The invention relates to using scanning interferometry to measure thickness(es), surface topography, and/or other characteristics of objects having complex surface structures, such as thin film(s).
Interferometric techniques are commonly used to measure the profile of a surface of an object. To do so, an interferometer combines a measurement wavefront reflected from the surface of interest with a reference wavefront reflected from a reference surface to produce an interferogram. Fringes in the interferogram are indicative of spatial variations between the surface of interest and the reference surface.
A scanning interferometer scans the optical path length difference (OPD) between the reference and measurement legs of the interferometer over a range comparable to, or larger than, the coherence length of the interfering wavefronts, to produce a scanning interferometry signal for each camera pixel used to measure the interferogram.

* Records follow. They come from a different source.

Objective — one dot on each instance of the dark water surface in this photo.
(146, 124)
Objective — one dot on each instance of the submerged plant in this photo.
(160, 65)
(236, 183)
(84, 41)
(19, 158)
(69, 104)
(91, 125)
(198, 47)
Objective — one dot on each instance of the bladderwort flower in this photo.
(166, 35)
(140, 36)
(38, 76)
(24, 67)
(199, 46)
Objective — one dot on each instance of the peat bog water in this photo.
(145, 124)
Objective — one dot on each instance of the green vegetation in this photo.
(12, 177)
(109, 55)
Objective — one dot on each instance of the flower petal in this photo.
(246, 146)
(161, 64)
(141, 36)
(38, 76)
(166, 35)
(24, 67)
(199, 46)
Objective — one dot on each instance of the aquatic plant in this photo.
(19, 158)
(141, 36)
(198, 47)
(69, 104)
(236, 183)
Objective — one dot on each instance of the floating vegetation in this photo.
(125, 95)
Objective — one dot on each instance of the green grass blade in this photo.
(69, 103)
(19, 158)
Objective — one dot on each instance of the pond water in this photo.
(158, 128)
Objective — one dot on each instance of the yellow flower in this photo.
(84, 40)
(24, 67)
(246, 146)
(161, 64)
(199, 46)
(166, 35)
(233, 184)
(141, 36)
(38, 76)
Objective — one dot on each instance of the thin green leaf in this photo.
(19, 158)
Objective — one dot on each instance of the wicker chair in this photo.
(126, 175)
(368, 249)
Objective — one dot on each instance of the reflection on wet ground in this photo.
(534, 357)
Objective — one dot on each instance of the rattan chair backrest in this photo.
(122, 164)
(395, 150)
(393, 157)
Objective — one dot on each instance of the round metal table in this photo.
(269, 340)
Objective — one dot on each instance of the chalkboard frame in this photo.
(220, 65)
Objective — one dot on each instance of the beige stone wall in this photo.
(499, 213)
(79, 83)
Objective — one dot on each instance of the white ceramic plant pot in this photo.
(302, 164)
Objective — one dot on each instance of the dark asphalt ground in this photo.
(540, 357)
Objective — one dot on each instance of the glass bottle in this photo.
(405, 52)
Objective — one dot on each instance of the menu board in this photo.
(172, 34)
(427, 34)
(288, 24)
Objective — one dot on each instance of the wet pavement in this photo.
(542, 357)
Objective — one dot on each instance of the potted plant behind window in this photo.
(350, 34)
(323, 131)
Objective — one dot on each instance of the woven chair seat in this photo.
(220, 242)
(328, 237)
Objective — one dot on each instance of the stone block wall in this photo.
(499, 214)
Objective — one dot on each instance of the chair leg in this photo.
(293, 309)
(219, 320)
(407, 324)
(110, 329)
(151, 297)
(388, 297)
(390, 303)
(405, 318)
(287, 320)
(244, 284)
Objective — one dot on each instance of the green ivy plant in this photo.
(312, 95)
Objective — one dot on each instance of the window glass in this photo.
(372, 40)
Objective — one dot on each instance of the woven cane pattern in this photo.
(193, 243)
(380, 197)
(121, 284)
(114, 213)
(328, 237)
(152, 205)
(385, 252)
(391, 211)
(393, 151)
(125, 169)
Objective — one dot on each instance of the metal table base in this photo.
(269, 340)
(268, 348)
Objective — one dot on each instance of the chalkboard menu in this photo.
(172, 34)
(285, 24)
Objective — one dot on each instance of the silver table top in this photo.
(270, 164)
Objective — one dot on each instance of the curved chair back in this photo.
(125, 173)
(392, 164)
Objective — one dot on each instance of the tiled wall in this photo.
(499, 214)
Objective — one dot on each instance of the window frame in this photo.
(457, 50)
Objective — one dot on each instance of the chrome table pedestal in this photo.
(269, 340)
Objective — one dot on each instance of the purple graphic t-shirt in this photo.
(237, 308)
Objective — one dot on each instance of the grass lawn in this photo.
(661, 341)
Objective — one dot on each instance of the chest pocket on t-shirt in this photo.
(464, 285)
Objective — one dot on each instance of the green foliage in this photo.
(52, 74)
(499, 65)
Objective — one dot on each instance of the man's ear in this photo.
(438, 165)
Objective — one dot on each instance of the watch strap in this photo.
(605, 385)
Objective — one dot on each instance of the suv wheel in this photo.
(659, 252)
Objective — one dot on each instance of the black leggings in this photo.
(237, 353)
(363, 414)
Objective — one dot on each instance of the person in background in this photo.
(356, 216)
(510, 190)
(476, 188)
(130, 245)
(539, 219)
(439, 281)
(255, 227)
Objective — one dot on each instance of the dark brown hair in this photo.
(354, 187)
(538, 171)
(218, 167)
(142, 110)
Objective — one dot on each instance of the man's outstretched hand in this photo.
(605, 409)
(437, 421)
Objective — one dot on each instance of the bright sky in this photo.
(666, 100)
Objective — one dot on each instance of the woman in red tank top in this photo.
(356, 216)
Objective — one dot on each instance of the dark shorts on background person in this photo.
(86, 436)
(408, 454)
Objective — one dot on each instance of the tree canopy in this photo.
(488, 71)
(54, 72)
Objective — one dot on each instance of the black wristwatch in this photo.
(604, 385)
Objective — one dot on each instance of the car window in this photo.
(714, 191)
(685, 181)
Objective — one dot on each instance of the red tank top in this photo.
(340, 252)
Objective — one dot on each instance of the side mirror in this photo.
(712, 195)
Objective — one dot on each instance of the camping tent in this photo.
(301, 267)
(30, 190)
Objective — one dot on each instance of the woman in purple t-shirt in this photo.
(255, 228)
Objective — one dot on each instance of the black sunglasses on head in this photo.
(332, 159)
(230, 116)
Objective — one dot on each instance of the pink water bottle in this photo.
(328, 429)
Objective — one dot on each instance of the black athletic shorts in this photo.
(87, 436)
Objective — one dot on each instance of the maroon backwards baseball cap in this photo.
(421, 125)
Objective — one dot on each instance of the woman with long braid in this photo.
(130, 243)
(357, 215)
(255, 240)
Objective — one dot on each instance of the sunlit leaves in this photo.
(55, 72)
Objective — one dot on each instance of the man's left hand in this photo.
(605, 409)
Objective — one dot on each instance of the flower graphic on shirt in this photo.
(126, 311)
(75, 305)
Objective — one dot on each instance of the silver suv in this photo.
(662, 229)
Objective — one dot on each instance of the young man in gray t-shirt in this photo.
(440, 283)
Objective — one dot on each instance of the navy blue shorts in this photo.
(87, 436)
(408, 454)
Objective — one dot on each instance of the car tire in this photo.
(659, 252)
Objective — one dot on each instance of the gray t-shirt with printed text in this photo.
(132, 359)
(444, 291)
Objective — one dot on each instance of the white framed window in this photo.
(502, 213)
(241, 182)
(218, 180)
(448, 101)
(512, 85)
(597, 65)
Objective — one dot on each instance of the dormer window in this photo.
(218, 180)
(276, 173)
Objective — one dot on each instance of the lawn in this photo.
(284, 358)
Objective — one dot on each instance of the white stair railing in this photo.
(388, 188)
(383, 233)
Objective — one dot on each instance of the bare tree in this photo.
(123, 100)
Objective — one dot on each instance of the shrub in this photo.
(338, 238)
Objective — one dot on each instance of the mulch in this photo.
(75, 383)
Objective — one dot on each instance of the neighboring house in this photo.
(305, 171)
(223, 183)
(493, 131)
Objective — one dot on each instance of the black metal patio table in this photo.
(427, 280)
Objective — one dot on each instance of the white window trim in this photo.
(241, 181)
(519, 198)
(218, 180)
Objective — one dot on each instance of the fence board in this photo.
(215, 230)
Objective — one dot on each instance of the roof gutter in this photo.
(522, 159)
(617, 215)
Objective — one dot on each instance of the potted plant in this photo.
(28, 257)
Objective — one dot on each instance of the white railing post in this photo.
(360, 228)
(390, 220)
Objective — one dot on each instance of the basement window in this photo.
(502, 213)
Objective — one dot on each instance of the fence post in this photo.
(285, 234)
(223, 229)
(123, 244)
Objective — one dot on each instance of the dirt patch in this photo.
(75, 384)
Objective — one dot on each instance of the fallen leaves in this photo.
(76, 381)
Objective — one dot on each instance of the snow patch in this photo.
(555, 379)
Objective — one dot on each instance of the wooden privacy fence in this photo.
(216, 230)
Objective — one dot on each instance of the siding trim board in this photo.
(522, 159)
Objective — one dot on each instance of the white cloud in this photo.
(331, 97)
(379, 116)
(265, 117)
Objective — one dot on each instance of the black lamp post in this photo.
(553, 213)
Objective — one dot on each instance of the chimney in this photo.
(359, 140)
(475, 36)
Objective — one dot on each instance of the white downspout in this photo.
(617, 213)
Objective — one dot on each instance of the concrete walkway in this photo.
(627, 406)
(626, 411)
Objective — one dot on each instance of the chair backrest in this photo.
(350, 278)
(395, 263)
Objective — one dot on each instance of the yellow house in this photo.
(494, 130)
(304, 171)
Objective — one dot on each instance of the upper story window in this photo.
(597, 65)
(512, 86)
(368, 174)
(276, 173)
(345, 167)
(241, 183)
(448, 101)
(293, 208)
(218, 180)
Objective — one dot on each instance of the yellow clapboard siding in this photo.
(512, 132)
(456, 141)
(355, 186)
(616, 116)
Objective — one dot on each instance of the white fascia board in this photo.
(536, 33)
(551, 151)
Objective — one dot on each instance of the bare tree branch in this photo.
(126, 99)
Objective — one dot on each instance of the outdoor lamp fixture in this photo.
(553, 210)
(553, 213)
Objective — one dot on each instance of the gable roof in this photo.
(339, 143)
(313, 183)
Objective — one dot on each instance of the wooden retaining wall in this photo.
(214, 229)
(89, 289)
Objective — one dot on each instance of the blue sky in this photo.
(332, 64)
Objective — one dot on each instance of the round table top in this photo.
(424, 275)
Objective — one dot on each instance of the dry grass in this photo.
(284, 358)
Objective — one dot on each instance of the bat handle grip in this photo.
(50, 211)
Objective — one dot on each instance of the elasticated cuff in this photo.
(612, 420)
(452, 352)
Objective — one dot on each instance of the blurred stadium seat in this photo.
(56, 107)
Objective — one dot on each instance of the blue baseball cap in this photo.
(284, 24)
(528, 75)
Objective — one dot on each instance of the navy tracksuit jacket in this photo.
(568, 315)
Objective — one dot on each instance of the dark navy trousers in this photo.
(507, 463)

A limited coherence length can be produced, for example, by using a white-light source, which is referred to as scanning white light interferometry (SWLI). A typical scanning white light interferometry (SWLI) signal is a few fringes localized near the zero optical path difference (OPD) position. The signal is typically characterized by a sinusoidal carrier modulation (the “fringes”) with bell-shaped fringe-contrast envelope. The conventional idea underlying SWLI metrology is to make use of the localization of the fringes to measure surface profiles. Scanning interferometers that use a limited coherence length to localize interference fringes in the interferometry signal are also referred to as “low coherence scanning interferometers.”
Typically, there are two approaches to processing such data. The first approach is to locate the peak or center of the envelope, assuming that this position corresponds to the zero optical path difference (OPD) of a two-beam interferometer for which one beam reflects from the object surface. The second approach is to transform the signal into the frequency domain and calculate the rate of change of phase with wavelength, assuming that an essentially linear slope is directly proportional to object position. See, for example, U.S. Pat. No. 5,398,113 to Peter de Groot. This latter approach is referred to as Frequency Domain Analysis (FDA).
If a low coherence scanning interferometer is used to collect a scanning interferometry signal from a sample having a thin film (e.g., a simple single-layer partially reflective film over an opaque substrate), and if the film is sufficiently thick, then the scanning interferometry signal will include two distinct regions of fringes corresponding to the upper and lower interfaces of the film. This is shown in FIG. 1, extracted from a reference by S. Petitgrand et al. (S. Petitgrand, A. Bosseboeuf, J. P. Gilles, P. Coste, P. Nérin, P. Vabre “Mesures 3D de topographies et de vibrations à l'échelle (sub)micrométrique par microscopie optique interférométrique” Proc. Club CMOI, Méthodes et Techniques Optiques pour l'Industrie (2002). A nearly identical paper can be downloaded from Fogale Nanotech website (http://www.fogale.com/acrobat/IEFCMOI2002_FR.pdf)). According to another paper by Bosseboeuf and Petigrand (Proc. SPIE 5145, 1-16, (2003)), the distance between these two signals is “Δ=n1d,” where here Δ is the distance between the maxima of the two regions of fringe contrast, d is the physical film thickness and n1 is the index of refraction.
Because the light passes through the film before reaching the substrate, there is a distortion in the apparent film thickness related to the refractive properties of the film. In prior-art references such as Bosseboeuf and Petigrand, the correction for this effect is to divide the apparent thickness by the index of refraction, to recover the true physical thickness of the film. Unfortunately, we often observe that this correction is insufficient.
In other applications, one is interested in the topology of the top and/or bottom surface of the film, instead or, or in addition to, the thickness of the thin film. Unfortunately, conventional processing of the low coherence scanning interferometry data can sometimes be corrupted by the presence of one or more underlying layers.